27 June 2010

I have been very serious, the last week, and I didn’t post many pictures, so let me change tack a bit, and share one of my funnier photos of the last few weeks. If you remember I have been talking in an earlier contribution about concerns regarding the road to Jacmel, which goes through the mountains, and has in places been badly damaged by the earthquake. The big issue was whether slices of the road would go, and even if not, whether we would be able to keep the road open throughout the rainy season, as many expected landslides from the weakened hills – and that would effectively cut off Jacmel from the rest of the country (remember my adventure getting to Jacmel via an alternative road? Well, trucks wouldn’t be able to do that, I think, given that some of the rivers we crossed must have swollen beyond recognition by now).

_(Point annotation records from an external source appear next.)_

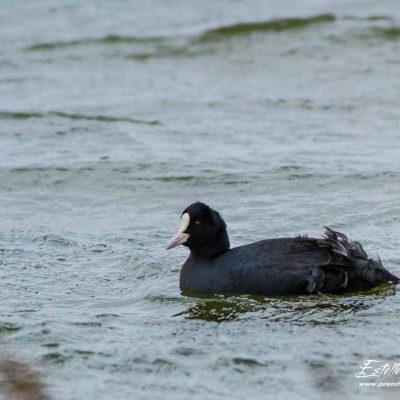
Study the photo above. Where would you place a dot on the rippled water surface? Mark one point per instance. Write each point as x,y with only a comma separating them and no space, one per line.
114,116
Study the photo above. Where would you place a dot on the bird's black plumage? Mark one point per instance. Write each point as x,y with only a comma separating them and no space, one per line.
286,266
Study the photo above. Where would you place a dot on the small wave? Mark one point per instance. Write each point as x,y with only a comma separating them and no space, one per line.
108,39
275,25
101,118
388,33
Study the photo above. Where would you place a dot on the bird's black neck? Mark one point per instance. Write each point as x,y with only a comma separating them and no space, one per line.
218,246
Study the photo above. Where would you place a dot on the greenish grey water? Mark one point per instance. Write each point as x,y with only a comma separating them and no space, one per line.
116,115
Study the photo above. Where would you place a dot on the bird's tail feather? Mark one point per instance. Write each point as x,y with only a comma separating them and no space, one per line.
350,255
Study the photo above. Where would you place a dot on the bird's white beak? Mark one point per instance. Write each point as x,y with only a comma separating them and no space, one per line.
180,237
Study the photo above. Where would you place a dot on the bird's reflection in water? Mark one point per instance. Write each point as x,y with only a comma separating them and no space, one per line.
20,381
319,309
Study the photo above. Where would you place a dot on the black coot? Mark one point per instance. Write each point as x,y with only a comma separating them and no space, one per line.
286,266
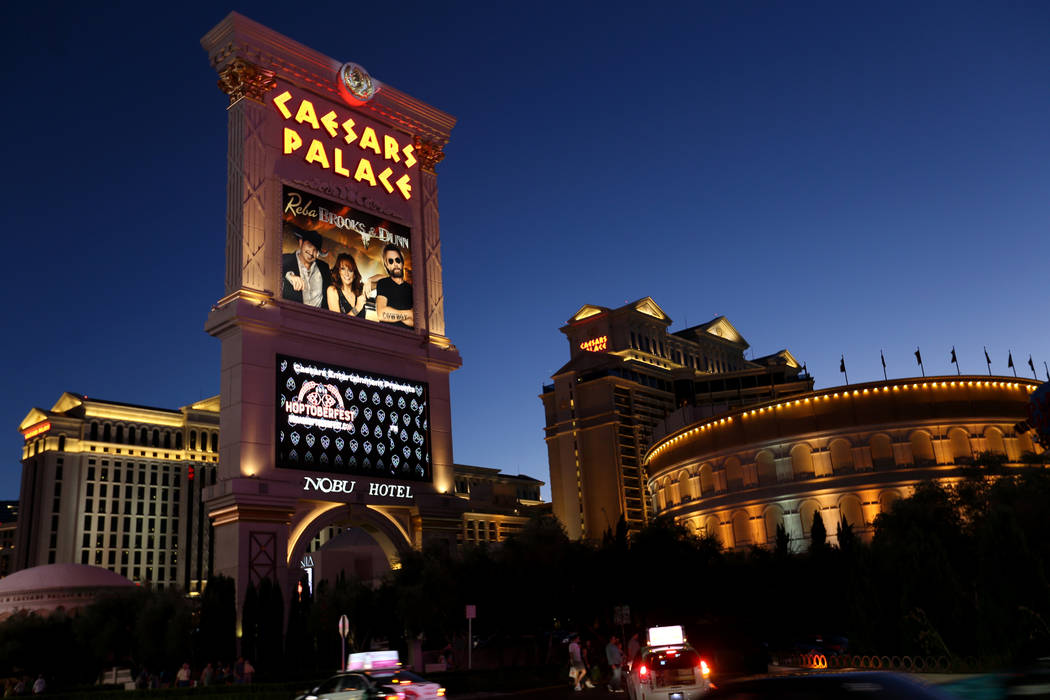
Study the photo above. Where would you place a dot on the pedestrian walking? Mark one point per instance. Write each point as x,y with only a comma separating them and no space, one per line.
614,655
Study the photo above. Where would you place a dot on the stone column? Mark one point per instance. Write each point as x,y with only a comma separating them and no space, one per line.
249,168
429,155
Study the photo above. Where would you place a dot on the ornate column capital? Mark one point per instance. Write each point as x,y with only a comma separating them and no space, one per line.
428,153
240,79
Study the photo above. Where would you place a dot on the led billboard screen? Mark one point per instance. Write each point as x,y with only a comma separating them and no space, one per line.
344,260
351,422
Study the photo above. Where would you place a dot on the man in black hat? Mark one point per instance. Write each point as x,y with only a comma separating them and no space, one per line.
393,293
305,278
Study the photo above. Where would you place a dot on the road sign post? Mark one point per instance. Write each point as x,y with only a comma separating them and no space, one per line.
471,612
343,631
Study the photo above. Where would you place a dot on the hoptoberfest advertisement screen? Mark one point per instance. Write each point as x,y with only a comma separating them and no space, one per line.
347,261
350,422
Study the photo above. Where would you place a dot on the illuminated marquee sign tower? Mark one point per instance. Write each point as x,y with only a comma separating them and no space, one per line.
335,365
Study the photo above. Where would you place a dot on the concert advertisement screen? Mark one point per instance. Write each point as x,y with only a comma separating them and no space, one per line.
345,261
345,421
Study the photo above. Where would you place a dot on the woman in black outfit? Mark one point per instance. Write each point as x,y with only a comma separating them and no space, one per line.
347,293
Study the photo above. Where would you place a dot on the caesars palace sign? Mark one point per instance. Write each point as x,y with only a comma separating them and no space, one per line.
334,142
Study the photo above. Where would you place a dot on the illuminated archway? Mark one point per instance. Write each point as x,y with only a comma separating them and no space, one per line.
773,517
765,467
922,448
841,455
391,534
882,451
959,440
734,474
993,441
801,461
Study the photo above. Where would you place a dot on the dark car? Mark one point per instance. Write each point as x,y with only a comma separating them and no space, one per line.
856,685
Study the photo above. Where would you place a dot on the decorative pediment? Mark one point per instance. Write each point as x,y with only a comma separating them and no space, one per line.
722,329
647,305
36,416
586,312
207,404
789,358
67,402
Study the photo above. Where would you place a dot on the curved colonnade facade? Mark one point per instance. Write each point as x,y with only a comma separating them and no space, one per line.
846,451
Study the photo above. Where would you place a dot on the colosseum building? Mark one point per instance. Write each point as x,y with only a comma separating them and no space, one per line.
845,451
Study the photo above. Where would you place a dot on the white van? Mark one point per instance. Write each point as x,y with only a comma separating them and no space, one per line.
668,669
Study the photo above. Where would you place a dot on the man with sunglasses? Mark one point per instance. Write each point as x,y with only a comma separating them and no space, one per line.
393,293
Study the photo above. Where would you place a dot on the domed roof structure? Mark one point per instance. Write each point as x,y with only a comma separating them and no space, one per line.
45,589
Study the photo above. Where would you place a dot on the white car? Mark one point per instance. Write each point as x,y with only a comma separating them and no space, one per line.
668,669
353,685
410,685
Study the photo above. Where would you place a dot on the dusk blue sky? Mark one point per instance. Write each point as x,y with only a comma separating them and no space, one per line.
836,178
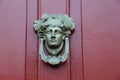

So I collected some pictures of the damage – the worst part, which I am happy to say has not yet collapsed -, and some pictures of the efforts to clear the road. With so much UN equipment in the country the road in fact has been kept open all the time, although it has been hard work. Whether the individual Cash-for-Work crews have contributed much, is the question, but then, the strange thing with CfW is that it does not necessarily need to achieve something other than putting money in people’s pockets. So they can buy food, replace lost assets, and stimulate the economy again. In any case wheel barrows cannot compete with heavy equipment, of course. But telling it is. Remember the need for Haitian leadership?

next: the beach

this is the worst piece of damage, which still may slide away one day, but so far it has been holding up. Not that anybody would test the left lane!

and this is from the early days, March or April, when big boulders were still blocking the road. These have now been removed

heavy equipment helps, of course, and there was plenty available from the UN, and earlier from the Canadian and American armies (who have all but left in the mean time)

more equipment

so we announce the next stage in road clearing, beware of wheel barrows! Isn’t it brilliant, the creativity of Haitians?

and sure enough, there they are, a Cash-for-Work crew with wheel barrows – but the idea of the second man putting something in them, that hasn’t caught on yet!

Really, I didn’t do it on purpose, but I just never saw a CfW crew that was working full steam ahead. On the this photo you can just make out one guy in the distance with a pick axe, and another guy pushing a wheel barrow in the front, but everybody else is looking at what others are doing. And that is pretty much the impression I have from all CfW crews (but it doesn’t matter, as I explained above – really).